Without context, the alerts from FLOOR301 and world01 are equal. With context, they would be able to ignore the alerts for world01 and immediately escalate FLOOR301. As it is, Joe’s IT/IS staff is overworked. Consider that they have thousands of internal servers and workstations, and a couple dozen assembly line systems. More often than not, alerts from critical assembly systems get lost in the sheer flood of data. Staff spends time looking at massive amounts of trivial data, and all too often stumble across the important stuff in the process of flushing the tripe from their queue.

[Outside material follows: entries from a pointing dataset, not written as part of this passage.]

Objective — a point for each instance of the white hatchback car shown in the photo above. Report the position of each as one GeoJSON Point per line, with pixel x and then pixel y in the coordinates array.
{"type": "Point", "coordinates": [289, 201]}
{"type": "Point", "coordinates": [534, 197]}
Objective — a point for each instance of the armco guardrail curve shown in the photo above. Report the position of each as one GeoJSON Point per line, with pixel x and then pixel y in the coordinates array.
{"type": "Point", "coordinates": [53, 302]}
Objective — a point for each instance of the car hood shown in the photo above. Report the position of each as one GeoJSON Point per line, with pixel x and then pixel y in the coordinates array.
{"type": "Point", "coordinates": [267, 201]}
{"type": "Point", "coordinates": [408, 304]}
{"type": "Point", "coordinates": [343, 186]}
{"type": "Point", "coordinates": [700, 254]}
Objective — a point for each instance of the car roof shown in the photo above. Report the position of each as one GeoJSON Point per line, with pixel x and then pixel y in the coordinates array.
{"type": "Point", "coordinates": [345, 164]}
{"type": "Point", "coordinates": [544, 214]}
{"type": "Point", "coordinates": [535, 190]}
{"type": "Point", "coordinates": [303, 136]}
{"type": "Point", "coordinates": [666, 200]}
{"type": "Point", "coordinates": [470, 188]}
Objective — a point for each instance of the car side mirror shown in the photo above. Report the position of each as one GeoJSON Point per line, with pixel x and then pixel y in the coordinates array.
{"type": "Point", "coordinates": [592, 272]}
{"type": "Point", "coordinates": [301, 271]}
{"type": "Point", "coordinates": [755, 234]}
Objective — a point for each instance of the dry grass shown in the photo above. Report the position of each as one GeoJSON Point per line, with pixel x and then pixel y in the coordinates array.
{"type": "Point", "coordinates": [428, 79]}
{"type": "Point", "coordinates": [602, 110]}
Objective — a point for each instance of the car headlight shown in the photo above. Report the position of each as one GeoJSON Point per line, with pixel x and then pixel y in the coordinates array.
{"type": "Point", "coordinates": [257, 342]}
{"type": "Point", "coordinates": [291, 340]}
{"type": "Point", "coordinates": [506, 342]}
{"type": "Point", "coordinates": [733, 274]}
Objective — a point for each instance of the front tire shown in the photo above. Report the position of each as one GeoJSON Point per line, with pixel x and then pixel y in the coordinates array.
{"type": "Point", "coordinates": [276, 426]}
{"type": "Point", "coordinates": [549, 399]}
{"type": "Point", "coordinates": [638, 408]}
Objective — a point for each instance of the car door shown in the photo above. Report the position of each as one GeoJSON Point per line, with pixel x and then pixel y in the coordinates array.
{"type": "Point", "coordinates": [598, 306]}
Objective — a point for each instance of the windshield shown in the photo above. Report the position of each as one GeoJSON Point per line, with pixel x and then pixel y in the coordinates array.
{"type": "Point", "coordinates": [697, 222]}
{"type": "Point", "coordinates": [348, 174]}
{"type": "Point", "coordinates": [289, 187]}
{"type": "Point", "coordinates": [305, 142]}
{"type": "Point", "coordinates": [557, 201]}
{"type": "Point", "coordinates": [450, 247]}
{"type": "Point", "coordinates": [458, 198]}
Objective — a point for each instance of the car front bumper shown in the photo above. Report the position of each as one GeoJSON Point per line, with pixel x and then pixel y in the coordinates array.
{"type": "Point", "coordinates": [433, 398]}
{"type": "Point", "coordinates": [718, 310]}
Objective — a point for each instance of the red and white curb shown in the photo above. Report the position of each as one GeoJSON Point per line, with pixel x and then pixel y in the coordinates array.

If Joe’s team can add even a little context to their data management process, they can gain better intelligence about what they are seeing. Adding context around data makes it information, and with that context, the information is easier to manage. Alerts are more meaningful. Critical issues can be identified more quickly, then managed and resolved more efficiently. Staff has a work load that is more clearly prioritized, and non-critical issues can be dealt with in a more time-appropriate process.
And, one of the most valuable things about contextualized data is that it can be used to add context to other data. Earlier in this article, we talked about 42, African or European, and Pyjaks. I included some context about each of them. When looked at in context, you can gather that I read, that I watch irreverent British comedies, and that I play video games. If you look at the common context of all three, you can infer other information about how I spend my time as well as my social-economic status (I can, for example, afford a gaming computer good enough to play Mass Effect 3 at the highest quality settings). But, that sounds a lot like “correlation”, which is a subject for another time.